3. Coronavirus fear is low but rising among Americans

Reproduced from CivicScience; Chart: Axios Visuals

As confirmed cases of COVID-19 topped 119,000 globally and rose to 1,039 in the U.S., data show worry is beginning to grow.

What's happening: Only about 26% of Americans currently say they are "very concerned" about a coronavirus epidemic in the U.S., but that number is rising steadily, a new survey from CivicScience provided first to Axios shows.

  • Compared to a week ago, 52% of respondents say they are more concerned than they had been, with 21% saying they are "much more concerned."

The big picture: "Concern is high and more preventative actions like cancelling travel plans or stocking up on disinfectants are underway, but we’re not yet seeing people hunkering down in their homes and stocking up on food and other necessities," CivicScience analysts say in the report.

  • "Much like any other consumer trend or behavior, a change in attitude always precedes action — in this case, concern is climbing, economic sentiment is down, and consumers are in the early days of preparing for what’s to come."
4. Wells Fargo CEO gets grilled by Congress

Wells Fargo is facing bipartisan anger over its fake accounts scandal and CEO Charlie Scharf spent four hours in front of Congress on Tuesday pitching a new vision of the bank, with the worst behind it, Axios' Courtenay Brown reports.
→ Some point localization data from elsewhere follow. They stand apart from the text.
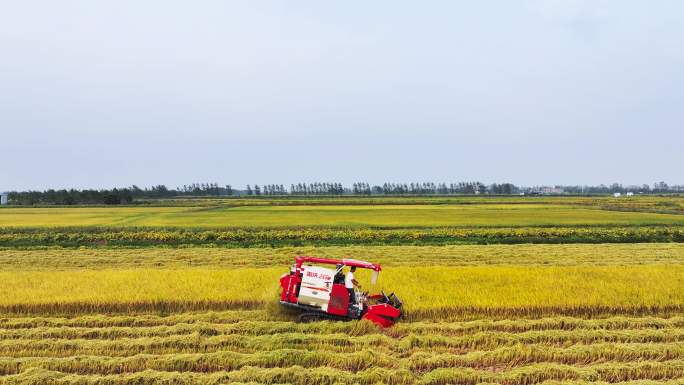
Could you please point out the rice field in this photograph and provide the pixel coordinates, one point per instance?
(168, 304)
(355, 216)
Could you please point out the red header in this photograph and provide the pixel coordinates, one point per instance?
(300, 259)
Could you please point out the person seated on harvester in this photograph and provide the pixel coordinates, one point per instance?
(349, 283)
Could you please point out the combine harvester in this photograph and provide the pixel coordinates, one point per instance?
(319, 293)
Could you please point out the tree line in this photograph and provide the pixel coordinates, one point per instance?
(134, 193)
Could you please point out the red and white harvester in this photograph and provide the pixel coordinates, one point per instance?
(319, 293)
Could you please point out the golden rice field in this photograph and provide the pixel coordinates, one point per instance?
(504, 314)
(179, 312)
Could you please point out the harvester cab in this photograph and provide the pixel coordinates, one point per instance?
(319, 292)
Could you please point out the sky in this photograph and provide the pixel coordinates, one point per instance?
(99, 94)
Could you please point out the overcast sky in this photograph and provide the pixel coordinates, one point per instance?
(112, 93)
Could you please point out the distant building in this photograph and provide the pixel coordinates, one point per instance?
(548, 190)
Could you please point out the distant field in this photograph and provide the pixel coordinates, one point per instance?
(390, 216)
(547, 291)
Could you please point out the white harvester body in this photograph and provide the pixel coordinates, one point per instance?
(316, 287)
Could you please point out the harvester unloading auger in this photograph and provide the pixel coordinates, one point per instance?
(319, 293)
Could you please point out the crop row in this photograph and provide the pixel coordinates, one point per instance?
(10, 331)
(329, 236)
(420, 361)
(56, 258)
(526, 375)
(337, 342)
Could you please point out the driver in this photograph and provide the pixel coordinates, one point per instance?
(349, 283)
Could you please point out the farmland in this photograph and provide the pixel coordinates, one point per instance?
(354, 216)
(572, 291)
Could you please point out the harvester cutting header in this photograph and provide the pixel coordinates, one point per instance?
(323, 293)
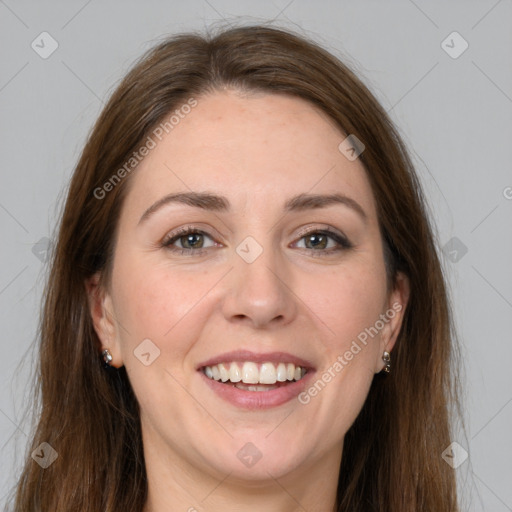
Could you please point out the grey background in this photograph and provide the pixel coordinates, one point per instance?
(454, 113)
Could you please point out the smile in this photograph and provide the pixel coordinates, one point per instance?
(256, 381)
(266, 375)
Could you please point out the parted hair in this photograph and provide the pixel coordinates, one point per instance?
(89, 414)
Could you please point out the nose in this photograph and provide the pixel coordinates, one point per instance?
(260, 293)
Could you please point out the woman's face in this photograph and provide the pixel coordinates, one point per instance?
(281, 276)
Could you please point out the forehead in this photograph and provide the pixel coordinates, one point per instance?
(258, 149)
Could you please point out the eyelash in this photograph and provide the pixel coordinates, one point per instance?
(343, 242)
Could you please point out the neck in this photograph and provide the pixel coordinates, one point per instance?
(175, 485)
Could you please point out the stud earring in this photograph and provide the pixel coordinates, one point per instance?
(386, 357)
(107, 356)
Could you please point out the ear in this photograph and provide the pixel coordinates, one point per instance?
(393, 317)
(102, 315)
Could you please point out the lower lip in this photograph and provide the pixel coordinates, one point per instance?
(258, 399)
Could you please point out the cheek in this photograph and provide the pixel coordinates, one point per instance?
(160, 303)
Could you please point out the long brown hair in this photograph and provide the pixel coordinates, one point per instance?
(89, 414)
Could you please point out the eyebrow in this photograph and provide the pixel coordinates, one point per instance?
(216, 203)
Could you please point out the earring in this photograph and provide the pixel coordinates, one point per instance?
(107, 356)
(386, 357)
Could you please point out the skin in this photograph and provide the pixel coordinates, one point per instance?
(257, 150)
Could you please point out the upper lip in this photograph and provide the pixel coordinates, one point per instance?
(266, 357)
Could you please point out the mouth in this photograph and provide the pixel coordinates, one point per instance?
(251, 376)
(256, 381)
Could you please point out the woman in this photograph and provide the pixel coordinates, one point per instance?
(245, 309)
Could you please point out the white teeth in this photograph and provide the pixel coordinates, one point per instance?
(235, 375)
(251, 373)
(268, 373)
(282, 374)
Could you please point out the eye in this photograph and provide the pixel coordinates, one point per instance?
(324, 242)
(189, 240)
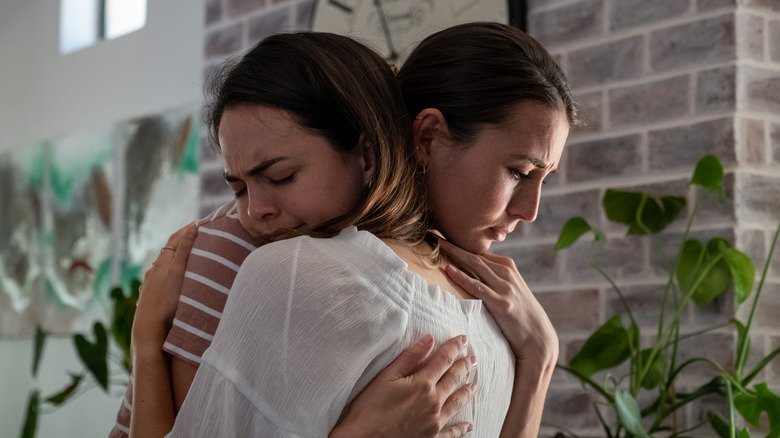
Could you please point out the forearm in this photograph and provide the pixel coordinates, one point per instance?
(153, 412)
(532, 379)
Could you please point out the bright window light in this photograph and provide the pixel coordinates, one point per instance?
(78, 24)
(85, 22)
(124, 16)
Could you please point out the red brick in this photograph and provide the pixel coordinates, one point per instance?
(605, 158)
(224, 41)
(703, 42)
(750, 44)
(572, 311)
(630, 13)
(571, 22)
(642, 104)
(571, 408)
(591, 111)
(607, 63)
(554, 211)
(774, 40)
(716, 90)
(774, 136)
(752, 146)
(707, 5)
(759, 198)
(213, 11)
(766, 5)
(684, 146)
(763, 89)
(270, 23)
(237, 8)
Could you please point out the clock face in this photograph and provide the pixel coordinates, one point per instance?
(394, 27)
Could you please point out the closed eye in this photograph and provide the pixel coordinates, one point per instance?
(283, 181)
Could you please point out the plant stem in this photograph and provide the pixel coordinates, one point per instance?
(758, 293)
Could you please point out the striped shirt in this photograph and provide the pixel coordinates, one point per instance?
(220, 248)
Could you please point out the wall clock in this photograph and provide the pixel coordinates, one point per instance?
(393, 27)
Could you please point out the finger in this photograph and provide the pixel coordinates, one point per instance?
(409, 360)
(454, 377)
(456, 431)
(442, 359)
(457, 401)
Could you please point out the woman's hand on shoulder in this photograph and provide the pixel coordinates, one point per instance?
(502, 289)
(415, 396)
(160, 290)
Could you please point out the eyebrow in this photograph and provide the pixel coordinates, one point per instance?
(257, 169)
(535, 161)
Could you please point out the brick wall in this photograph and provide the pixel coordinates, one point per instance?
(663, 83)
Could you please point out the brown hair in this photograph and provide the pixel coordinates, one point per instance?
(343, 91)
(476, 74)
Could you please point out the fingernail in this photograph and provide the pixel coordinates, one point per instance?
(426, 341)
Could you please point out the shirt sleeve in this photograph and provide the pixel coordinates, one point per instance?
(307, 323)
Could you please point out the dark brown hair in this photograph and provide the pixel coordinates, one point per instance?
(476, 74)
(341, 90)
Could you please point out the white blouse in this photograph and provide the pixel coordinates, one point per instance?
(310, 322)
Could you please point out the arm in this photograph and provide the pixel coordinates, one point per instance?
(153, 408)
(524, 324)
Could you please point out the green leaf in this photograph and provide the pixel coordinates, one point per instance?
(60, 397)
(628, 413)
(655, 376)
(705, 265)
(122, 320)
(40, 339)
(607, 347)
(31, 418)
(719, 425)
(643, 213)
(742, 271)
(95, 355)
(708, 173)
(750, 406)
(572, 230)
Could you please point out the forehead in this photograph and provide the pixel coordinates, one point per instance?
(251, 133)
(532, 131)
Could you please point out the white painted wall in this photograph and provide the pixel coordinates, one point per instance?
(44, 95)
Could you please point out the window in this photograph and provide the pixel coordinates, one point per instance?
(85, 22)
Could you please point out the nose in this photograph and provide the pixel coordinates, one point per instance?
(261, 206)
(524, 204)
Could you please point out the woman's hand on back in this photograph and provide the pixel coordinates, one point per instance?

What they're saying: "We have not yet re-earned the trust we would like the Wells Fargo name to represent," Scharf told the House Financial Services Committee — an acknowledgement of ongoing mismanagement after a snowball of customer abuse scandals.
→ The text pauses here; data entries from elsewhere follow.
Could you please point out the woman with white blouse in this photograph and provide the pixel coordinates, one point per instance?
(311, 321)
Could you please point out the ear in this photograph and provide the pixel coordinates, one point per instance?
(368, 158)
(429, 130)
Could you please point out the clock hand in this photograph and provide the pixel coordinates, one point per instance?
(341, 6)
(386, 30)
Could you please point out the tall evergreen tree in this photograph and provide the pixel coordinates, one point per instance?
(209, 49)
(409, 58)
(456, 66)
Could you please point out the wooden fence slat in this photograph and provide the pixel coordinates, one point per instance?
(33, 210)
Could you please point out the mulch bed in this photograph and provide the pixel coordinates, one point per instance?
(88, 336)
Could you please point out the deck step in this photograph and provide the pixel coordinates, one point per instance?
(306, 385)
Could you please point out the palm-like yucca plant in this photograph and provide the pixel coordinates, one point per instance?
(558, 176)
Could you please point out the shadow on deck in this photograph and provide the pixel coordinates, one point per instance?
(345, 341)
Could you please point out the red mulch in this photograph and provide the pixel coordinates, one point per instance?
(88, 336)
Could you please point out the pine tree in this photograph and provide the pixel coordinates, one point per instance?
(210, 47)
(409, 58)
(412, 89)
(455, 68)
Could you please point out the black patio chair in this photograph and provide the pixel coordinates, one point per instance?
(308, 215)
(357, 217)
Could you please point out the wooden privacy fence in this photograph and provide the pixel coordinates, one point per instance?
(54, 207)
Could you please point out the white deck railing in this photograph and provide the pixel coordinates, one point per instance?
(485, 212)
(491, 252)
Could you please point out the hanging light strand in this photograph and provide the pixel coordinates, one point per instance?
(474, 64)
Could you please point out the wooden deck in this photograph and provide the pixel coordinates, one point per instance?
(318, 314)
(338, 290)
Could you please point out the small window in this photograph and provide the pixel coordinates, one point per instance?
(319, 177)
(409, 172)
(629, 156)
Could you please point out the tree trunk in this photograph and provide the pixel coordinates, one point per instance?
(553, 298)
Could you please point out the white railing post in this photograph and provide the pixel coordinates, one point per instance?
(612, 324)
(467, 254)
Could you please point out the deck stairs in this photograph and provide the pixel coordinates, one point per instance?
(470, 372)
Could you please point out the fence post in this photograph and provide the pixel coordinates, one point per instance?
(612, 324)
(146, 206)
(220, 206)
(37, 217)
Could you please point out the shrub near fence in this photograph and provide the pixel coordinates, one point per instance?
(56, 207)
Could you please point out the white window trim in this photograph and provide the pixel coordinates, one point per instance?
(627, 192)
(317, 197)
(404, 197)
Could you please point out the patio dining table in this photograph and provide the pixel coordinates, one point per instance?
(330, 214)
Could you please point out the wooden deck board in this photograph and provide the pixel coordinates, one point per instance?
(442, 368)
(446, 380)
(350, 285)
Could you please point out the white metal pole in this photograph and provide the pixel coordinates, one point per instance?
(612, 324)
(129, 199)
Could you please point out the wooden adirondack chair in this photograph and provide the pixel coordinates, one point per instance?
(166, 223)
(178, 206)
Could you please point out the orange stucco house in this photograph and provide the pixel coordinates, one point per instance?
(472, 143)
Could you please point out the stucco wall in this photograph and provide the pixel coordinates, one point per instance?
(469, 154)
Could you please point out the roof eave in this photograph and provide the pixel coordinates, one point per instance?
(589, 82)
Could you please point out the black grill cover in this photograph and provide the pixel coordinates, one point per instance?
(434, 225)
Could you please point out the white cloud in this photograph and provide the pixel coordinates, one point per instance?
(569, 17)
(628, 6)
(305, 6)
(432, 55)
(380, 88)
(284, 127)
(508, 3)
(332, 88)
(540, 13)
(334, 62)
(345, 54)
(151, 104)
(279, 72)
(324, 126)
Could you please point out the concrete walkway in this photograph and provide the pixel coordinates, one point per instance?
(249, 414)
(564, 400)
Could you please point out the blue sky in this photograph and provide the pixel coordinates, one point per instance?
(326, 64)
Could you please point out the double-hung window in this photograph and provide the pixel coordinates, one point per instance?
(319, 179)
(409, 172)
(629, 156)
  • Scharf, less than five months into the job, pinned the bank's troubles on his predecessors.

The big picture: His testimony came after Democrats released a report last week — with previously unseen emails — that showed Wells Fargo executives were lax in complying with regulators' demands.
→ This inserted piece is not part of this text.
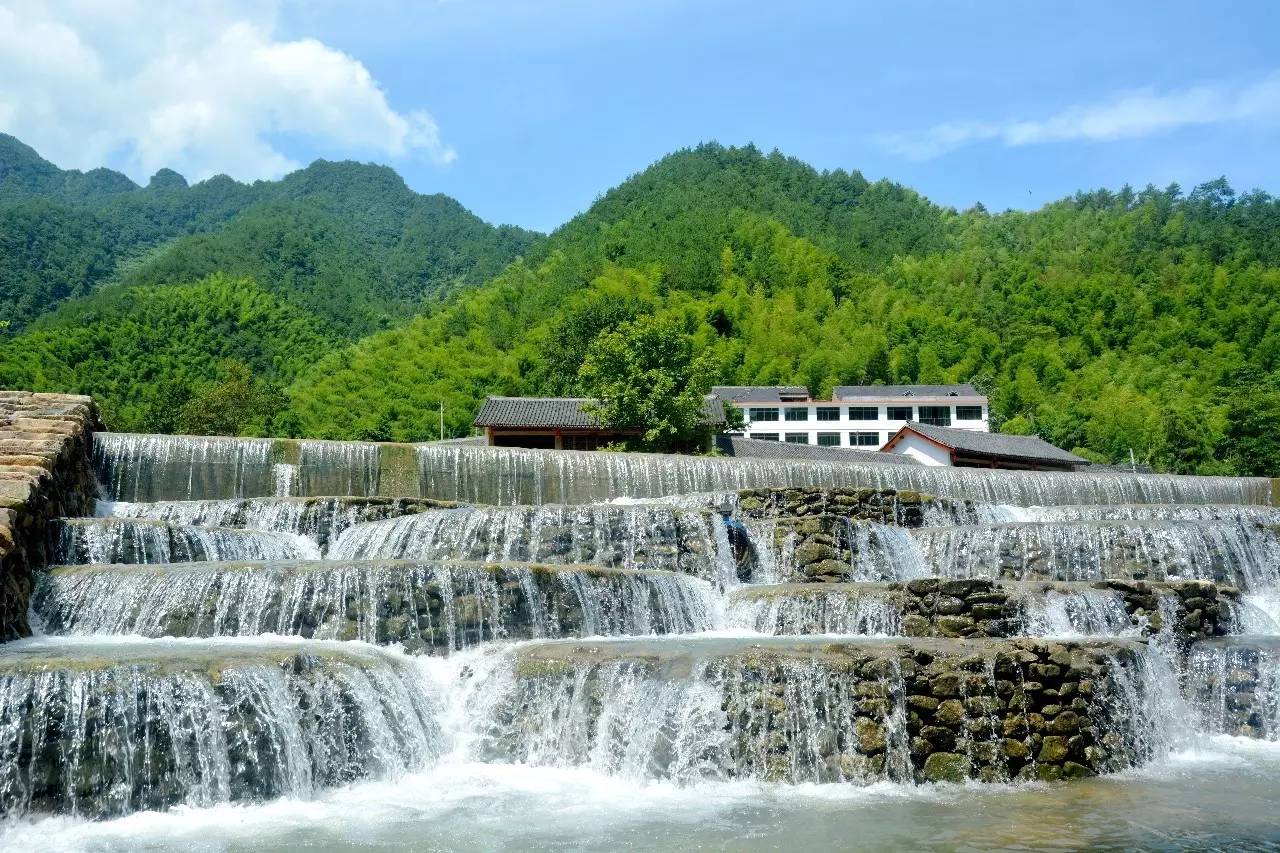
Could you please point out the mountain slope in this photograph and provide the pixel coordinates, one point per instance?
(142, 351)
(348, 241)
(1107, 322)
  • Two board members mentioned in the report, Betsy Duke and James Quigley, resigned abruptly on Sunday, days before they were due to testify in front of the same committee as Scharf.

Ahead of this week's hearings, Wells Fargo attempted to get in front of a number of top complaints about big banks, like low worker pay and high overdraft fees.

But those moves did little to assuage lawmakers — Democrats in particular — who expressed concern about the lasting impact of Wells Fargo's misdeeds.

  • "It is clear to this committee that the bank you inherited is a lawless organization that has caused widespread harm to millions of consumers throughout the nation," Rep. Maxine Waters, who chairs the House Financial Services Committee, told Scharf.
5. Barclays, BlackRock and Morgan Stanley traders catch coronavirus

BlackRock, Morgan Stanley and Barclays have all undertaken "deep cleaning" procedures at various offices in the New York City area after traders at the firms tested positive for COVID-19.

  • BlackRock and Barclays said an infected person worked in their respective offices in Manhattan, while the Morgan Stanley employee worked at the company's purchase office.

What's next: Following the media reports from Bloomberg, Reuters and CNBC, employees at other financial institutions told Axios that some employees have been told to work from home, but the trading staff is still being asked to come into the office.

  • Trading on the floor is still a necessity for many banks because of the required high-speed technology and tight regulatory oversight. But some, including JPMorgan and Bank of America, have been working to set up contingency plans, Reuters' Imani Moise reported.
Dion Rabouin

Quote: “He told us he was going to take crime out of the streets. He did. He took it into the damn White House.”

Why it matters: Ralph David Abernathy, an American civil rights activist and Baptist minister who together with his mentee Rev. Dr. Martin Luther King Jr. co-founded the Southern Christian Leadership Conference, said the above quote about Richard Nixon.

  • Abernathy was born on March 11, 1926.